In the fall of 2008, Google and its Open Handset Alliance (OHA) partners introduced Android into the mobile marketplace. After several years of engaging in very stealthy development, and of fomenting rumors and speculation, Google opted not to build its own handsets. Instead, the Mountain View-based search and software behemoth elected to release an open source platform and to partner with HTC and other hardware manufacturers (OEMs) to build and deploy Android-based handsets and other device types. Even before launching the platform, OHA seeded the market with source code and tools, and instigated early development with a programming contest and the promise of a marketplace to rival the Apple iPhone App Store.

In the year since Android’s release, Google and OHA have delivered on and exceeded their original commitments and projections for the platform (Figure 1). The results are that in 2008, HTC shipped between 800,000 and 1,000,000 Android handsets, and in 2009, that company and eight additional OEMs announced dozens of new Android-based phones. In addition, Freescale Semiconductor and multiple OEMs have announced plans to ship netbooks and webpads based on Android to target the emerging Mobile Internet Device market

Moving Beyond Mobile

Perhaps more interesting than Android joining in the global smartphone fray is the prospect of the platform expanding beyond mobile, to encompass embedded applications from consumer electronics to automotive to instrumentation to control. We focus here on designs and applications for Android in these and other ubiquitous embedded domains.

Why all the fuss about a mobile phone platform? Android is just one of half a dozen smartphone OSs, and enters a broader embedded marketplace teaming with over one hundred OSs, including real-time executives and application platforms. To understand the appeal of Android to device OEMs, it’s easiest to examine the shortcomings of these (legacy) embedded platforms. Most real-time operating systems (RTOSs) focus on system-level functionality but lack rich middleware supporting multimedia, graphics and other modern application-enablers. While existing embedded Linux implementations offer broader APIs, middleware and graphics frameworks, they still fall short in handling high-level application support. Even though Microsoft Windows CE, Windows Mobile and other incarnations of Redmond’s embedded code base do offer rich APIs and a tall stack, they are proprietary/closed (shared source programs notwithstanding) and expensive to deploy.

Both legacy RTOS and Linux-based platforms can support field upgrades and post-load (re)deployment, but are not optimized for after-market application deployment. In fact, most legacy embedded software ecosystems provide no unified channels for mass market software distribution; those few that do (e.g., iPhone or PalmOS) are closed, rigidly controlled and target a narrow range of devices.

By contrast, Android is an open source (Apache licensed) application-centric embedded OS, boasting an enterprise-class kernel (Linux), middleware for broad interoperability and application support (Java, CODECs, UI), with a ready-to-use distribution channel, readily retargeted for multiple CPU architectures and device types.

What is Android?

The Android Web site touts the platform as a “complete set of software for mobile devices: an operating system, middleware and key mobile applications” along with a software development kit (SDK). Android was built from the ground up to enable developers to create compelling mobile applications that take full advantage of all a handset has to offer.

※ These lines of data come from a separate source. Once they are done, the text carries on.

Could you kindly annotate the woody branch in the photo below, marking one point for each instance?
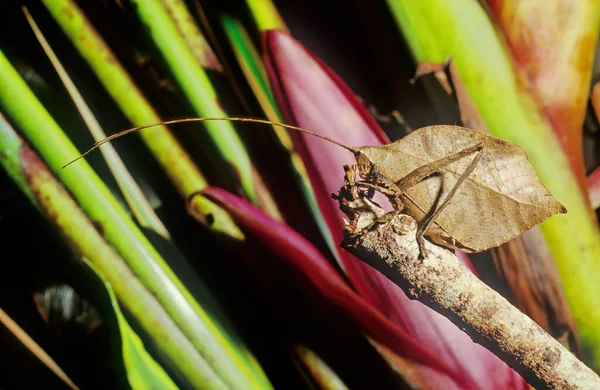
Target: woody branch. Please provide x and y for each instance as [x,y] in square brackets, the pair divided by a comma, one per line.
[443,283]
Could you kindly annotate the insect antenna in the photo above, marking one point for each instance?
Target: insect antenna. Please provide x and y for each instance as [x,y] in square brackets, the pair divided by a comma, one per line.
[185,120]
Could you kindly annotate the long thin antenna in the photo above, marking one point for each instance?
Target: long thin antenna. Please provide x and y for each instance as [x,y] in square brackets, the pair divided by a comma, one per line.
[184,120]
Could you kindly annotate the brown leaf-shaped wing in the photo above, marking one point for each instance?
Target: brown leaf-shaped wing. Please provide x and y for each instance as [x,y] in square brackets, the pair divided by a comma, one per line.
[500,199]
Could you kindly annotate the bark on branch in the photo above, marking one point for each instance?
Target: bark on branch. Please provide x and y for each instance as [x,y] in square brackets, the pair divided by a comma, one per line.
[443,283]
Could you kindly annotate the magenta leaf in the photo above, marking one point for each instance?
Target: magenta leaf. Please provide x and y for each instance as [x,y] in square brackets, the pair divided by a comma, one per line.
[299,253]
[310,95]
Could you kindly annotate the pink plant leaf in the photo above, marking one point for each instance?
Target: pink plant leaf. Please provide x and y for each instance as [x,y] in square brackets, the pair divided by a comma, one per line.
[299,253]
[310,95]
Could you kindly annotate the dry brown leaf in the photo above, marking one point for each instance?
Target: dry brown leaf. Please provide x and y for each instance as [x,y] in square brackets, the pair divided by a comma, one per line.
[524,264]
[501,198]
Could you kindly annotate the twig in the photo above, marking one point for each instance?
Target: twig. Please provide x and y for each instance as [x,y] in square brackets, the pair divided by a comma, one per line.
[443,283]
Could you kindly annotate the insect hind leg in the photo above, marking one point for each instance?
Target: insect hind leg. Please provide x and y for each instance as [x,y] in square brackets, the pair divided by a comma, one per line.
[424,225]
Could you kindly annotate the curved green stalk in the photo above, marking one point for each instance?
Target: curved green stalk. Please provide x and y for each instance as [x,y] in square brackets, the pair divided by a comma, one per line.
[34,347]
[143,372]
[192,35]
[228,357]
[254,70]
[139,205]
[203,97]
[438,29]
[37,182]
[184,174]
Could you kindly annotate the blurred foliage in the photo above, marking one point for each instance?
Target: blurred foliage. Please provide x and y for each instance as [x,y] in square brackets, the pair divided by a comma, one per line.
[227,297]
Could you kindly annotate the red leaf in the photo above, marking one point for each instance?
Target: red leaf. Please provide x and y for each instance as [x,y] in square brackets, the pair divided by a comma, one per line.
[310,95]
[304,257]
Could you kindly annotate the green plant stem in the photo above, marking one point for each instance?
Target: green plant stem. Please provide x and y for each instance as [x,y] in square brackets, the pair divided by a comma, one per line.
[34,347]
[265,15]
[254,70]
[192,35]
[133,194]
[50,197]
[438,29]
[228,357]
[184,174]
[199,90]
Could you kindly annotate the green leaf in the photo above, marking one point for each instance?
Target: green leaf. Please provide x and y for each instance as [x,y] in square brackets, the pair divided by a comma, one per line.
[143,371]
[440,29]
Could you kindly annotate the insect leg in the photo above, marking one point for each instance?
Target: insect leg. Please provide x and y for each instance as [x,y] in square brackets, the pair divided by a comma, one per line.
[427,170]
[432,217]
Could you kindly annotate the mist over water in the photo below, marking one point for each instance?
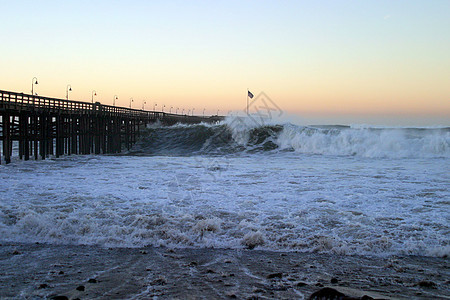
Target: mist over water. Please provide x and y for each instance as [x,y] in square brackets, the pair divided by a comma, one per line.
[239,136]
[332,189]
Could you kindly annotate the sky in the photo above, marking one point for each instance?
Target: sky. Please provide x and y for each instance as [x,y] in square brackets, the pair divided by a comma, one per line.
[328,62]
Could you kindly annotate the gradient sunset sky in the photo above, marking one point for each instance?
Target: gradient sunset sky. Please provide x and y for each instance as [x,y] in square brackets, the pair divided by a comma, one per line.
[328,62]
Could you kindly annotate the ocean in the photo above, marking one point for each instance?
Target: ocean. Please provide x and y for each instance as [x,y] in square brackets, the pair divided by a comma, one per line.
[345,190]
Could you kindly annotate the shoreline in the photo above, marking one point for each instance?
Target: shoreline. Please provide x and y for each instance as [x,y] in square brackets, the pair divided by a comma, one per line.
[93,272]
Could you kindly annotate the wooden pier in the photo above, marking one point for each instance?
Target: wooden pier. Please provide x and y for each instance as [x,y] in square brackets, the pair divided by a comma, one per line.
[45,126]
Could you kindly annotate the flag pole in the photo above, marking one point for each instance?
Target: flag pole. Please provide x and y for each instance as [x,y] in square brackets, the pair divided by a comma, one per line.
[247,101]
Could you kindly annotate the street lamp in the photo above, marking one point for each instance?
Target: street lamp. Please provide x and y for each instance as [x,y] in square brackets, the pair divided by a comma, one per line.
[68,89]
[33,82]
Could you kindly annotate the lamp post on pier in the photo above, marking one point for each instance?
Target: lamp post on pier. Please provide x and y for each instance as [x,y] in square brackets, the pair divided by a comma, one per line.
[33,82]
[68,89]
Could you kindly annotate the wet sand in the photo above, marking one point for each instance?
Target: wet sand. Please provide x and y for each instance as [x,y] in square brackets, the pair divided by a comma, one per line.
[88,272]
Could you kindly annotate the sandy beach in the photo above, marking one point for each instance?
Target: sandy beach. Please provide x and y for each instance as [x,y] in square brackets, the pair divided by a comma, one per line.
[35,271]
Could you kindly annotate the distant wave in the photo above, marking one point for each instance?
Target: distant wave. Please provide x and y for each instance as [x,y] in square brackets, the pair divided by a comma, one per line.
[236,135]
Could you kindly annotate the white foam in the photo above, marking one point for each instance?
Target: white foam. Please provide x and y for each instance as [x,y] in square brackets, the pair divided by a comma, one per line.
[275,201]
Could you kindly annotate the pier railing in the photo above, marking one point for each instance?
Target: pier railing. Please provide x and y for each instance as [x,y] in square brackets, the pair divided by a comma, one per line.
[45,126]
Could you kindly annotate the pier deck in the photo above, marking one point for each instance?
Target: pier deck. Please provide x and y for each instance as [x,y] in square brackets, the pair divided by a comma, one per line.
[46,126]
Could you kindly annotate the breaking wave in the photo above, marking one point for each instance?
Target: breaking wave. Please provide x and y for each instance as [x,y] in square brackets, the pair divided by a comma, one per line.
[236,135]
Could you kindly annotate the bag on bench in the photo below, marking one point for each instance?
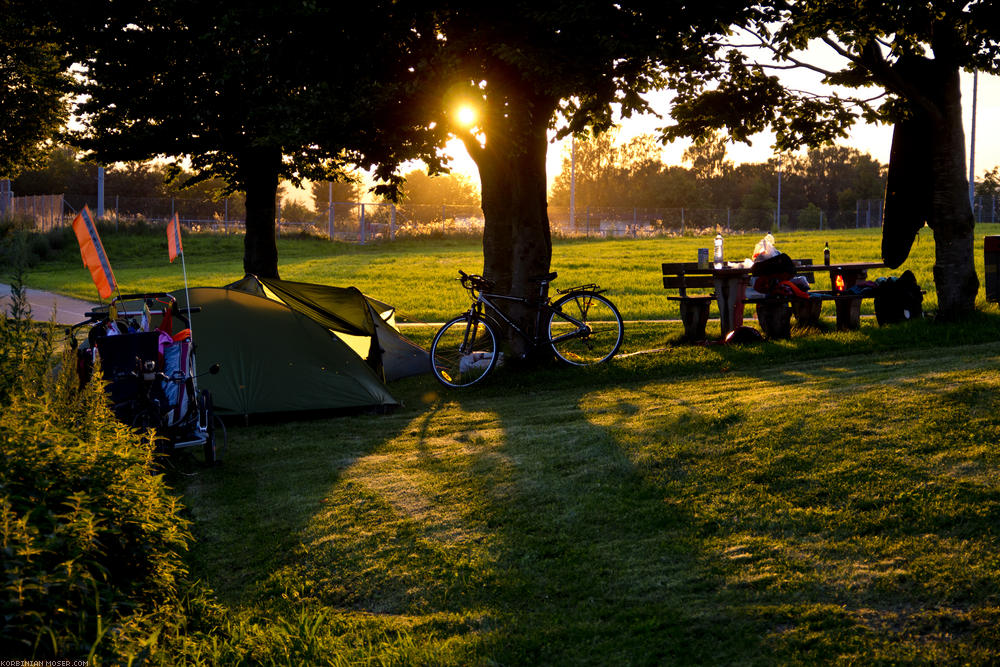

Simply put, Android is a Mobile Phone OS built on top of Linux and the code of other OSs. It is a “tall” stack that emphasizes application development and deployment on a par with system-level functionality, and even includes a set of core applications. Like many mobile software stacks (and unlike most Linux-based platforms), Android offers Java APIs and frameworks to application developers via Dalvik, Google’s Java Virtual Machine (JVM) work-alike.

While the emphasis here is on Android moving beyond mobile, it is useful to compare/contrast Android in Table 1 with other (mobile) applications platforms. Pardon me if I’ve left out your favorite Linux-based platform. LiMo, Ubuntu Mobile, Debian Embedded, Mobilinux, ALP, Azingo Linux, OpenMoko and others share the majority of their component software and frameworks with Mobilin and Maemo.

At first blush, Android presents a typical four-layer stack: OS/kernel, middleware, application framework and applications themselves (Figure 2). But while the familiar “boxes” fall in the right places, the contents of those boxes can depart from established expectations. One example is the Linux kernel. Android SDKs build on aggressively forward-looking Linux kernel versions. For example, the Android 1.5 SDK integrates the Linux kernel 2.6.27, but with a fairly extensive Android-specific patch set. And although Android builds on Linux, it leaves behind many familiar elements. Notable is the Android Bionic run-time, which is based not on GNU glibc but on a BSD-derived C library.